Dunlop Crawford John Manners (24 August 1916 - 14 August 1994) was an English first-class cricketer and British Army officer. Manners served with the Buffs (Royal East Kent Regiment) from 1936-1961, during which he served in the Second World War and played first-class cricket for the British Army cricket team.

==Life and military career==
Manners was born at Kuala Lumpur in the Federated Malay States, before coming to England where was educated at Lancing College. After completing his education, he chose a career in the British Army and enlisted with the Buffs (Royal East Kent Regiment) as a second lieutenant in December 1936. He made a single appearance in first-class cricket for the British Army cricket team against Cambridge University at Fenner's in 1939. Batting once in the match, Manners scored 33 not out in the Army first-innings, while with the ball he took a single wicket, that of Patrick Dickinson in the Cambridge University first-innings.

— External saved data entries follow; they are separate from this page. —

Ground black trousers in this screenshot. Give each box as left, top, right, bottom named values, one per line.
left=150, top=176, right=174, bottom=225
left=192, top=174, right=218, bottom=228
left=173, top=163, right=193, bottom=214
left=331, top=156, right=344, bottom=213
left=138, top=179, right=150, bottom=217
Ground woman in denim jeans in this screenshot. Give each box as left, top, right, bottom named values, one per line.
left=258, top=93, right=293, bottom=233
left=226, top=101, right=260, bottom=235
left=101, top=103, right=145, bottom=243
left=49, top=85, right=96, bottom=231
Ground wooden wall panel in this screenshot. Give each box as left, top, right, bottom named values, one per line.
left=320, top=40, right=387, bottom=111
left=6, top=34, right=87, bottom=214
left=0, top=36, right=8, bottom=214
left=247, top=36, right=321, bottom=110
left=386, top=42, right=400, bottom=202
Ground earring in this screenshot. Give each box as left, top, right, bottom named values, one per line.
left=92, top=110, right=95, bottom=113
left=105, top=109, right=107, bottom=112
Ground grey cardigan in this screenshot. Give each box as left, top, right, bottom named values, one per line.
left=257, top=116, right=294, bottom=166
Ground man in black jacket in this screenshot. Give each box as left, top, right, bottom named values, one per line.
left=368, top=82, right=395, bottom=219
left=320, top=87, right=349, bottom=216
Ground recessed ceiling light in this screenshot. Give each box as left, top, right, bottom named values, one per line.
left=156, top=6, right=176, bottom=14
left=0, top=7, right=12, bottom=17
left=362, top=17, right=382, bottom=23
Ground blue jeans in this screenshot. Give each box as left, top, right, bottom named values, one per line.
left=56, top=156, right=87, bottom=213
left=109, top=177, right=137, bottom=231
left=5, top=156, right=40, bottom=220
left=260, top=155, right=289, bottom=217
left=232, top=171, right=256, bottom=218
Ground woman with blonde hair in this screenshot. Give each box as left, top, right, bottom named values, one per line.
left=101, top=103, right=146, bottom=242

He served with the Buffs in the Second World War, during which he was promoted to the rank of lieutenant in January 1941. Following the war, he was promoted to the rank of captain in July 1946, with promotion to the rank of major coming in January 1952. He was made a brevet lieutenant colonel in November 1956, and achieved the full rank in December 1959. Manners retired from active service in August 1961. He later emigrated to South Africa, where he died at Durban in August 1994.